The only thing exciting about Alone In Berlin is the fact that it’s a true story
Movies based on actual events tend to announce their historical bona fides at the outset, knowing that audiences are often more affected by a story when they know that it really happened (even if they may suspect that it didn’t happen quite as depicted on screen). Alone In Berlin features no such opening text, perhaps because it’s technically based on a novel: Hans Fallada’s Every Man Dies Alone, originally published in 1947 (but not translated into English until 2009). Fallada, however, was directly inspired by the lives of Otto and Elise Hampel, an ordinary German couple who jointly disseminated anti-Nazi literature (of a sort) during World War II, evading capture for two years. You should know that going in, because a lump in the throat inspired by real-life heroism is all that this dour, monotonous drama has to offer. Indeed, it’s easy to guess that the story is fact-based—it’s far too blah to have been invented from scratch.
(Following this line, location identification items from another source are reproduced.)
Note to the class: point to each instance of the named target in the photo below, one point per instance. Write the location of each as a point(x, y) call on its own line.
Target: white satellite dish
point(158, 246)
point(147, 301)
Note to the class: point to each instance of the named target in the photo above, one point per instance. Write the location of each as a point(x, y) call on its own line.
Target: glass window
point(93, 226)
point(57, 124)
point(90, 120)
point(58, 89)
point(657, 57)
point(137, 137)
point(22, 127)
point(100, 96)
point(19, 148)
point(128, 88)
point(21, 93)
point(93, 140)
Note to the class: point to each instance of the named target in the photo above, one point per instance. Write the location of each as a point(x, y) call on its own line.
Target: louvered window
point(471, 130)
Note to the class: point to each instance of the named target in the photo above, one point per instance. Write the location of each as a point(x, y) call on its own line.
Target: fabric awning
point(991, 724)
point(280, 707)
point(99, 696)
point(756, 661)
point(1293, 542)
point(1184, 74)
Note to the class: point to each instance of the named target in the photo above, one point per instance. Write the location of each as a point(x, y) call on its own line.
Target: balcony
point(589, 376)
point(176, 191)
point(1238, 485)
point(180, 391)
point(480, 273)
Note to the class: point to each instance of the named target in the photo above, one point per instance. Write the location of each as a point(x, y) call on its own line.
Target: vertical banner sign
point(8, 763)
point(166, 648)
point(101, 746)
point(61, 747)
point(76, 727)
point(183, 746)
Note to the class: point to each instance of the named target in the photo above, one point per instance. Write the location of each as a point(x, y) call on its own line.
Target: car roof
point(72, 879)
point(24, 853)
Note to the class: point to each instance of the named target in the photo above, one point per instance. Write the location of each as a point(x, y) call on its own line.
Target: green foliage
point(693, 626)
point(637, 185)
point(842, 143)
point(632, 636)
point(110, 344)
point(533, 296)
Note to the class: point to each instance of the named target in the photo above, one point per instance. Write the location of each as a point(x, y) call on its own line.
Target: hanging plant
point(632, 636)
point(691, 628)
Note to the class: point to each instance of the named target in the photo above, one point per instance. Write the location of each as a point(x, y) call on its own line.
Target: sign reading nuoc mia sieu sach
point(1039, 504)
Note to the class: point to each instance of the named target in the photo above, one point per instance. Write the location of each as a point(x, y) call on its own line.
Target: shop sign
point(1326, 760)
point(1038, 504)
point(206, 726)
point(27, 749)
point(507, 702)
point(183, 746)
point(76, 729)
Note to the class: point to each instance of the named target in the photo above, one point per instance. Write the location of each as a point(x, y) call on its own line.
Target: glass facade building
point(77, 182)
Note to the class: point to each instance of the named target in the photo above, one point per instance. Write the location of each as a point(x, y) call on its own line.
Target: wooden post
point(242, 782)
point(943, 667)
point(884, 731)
The Hampels’ anger at the Nazi party was apparently provoked not so much by ideological horror as by the death of Elise Hampel’s brother while fighting in France. In both novel and film, it’s the couple’s only son who’s killed, lighting a fire within mild-mannered factory foreman Otto Quangel (Brendan Gleeson). Although Otto seems to take the news dispassionately, he soon begins writing anti-Nazi messages on the backs of postcards, leaving them in random locations all over Berlin. Otto’s wife, Anna (Emma Thompson), insists on helping with the distribution, even though there’s little doubt that both of them will be executed should they be caught. Which they likely will be, eventually, as Inspector Escherich (Daniel Brühl, wearing a fuller variant of Ron Burgundy’s mustache) is hot on their trail. You know this is one obsessed cop because his office wall has a map with dozens of pins stuck into it, signifying locations where the Quangels’ postcards have been found. All that’s missing are the connections made with yarn.
To be fair, that’s a genuinely useful investigative strategy (for once), given that there’s no other evidence apart from the handwriting on the cards, which Otto laboriously disguises. But Escherich, despite being dogged and ruthless, also winds up torn between his professional duty and his growing admiration for his quarry, in ways that feel baldly contrived. Likewise, a subplot involving the sad fate of a Jewish neighbor in Otto and Anna’s building seems shoehorned in, largely as an unnecessary reminder that Nazis are bad. It’s possible that Fallada’s novel, written in the war’s immediate aftermath, digs more deeply into the context surrounding the central couple; on screen, however, these interludes are so clumsily handled that they serve only as a recurring distraction from the Quangels’ dangerous mission.
Even that mission is more admirable than exciting, at least as portrayed here. Alone In Berlin was co-written and directed by Vincent Perez, a Swiss actor (best known in the U.S. as the star of The Crow: City Of Angels) who evidently equates “serious” with “drab.” In theory, the relationship between Otto and Anna should be the heart of the movie, but Perez has Gleeson and Thompson perform in opposing registers, with Thompson cranked up to 11 and Gleeson dialed down almost to zero. (Both also speak in English with German accents, like everyone else in the film—a convention that now seems really dated.) There’s little sense of a shared worldview, or even of a shared loss, until the final minutes, by which time it’s too late. Nor does Perez solve the significant problem of how to derive visual interest from a resistance plan that consists entirely of writing on postcards and then leaving the postcards on people’s doorsteps. (He leans heavily on montages.) The risk of being observed yields a bit of mild tension, but this is fundamentally a stodgy affair, lent weight mostly by the knowledge that it actually happened. “Based on a true story.” Now you know.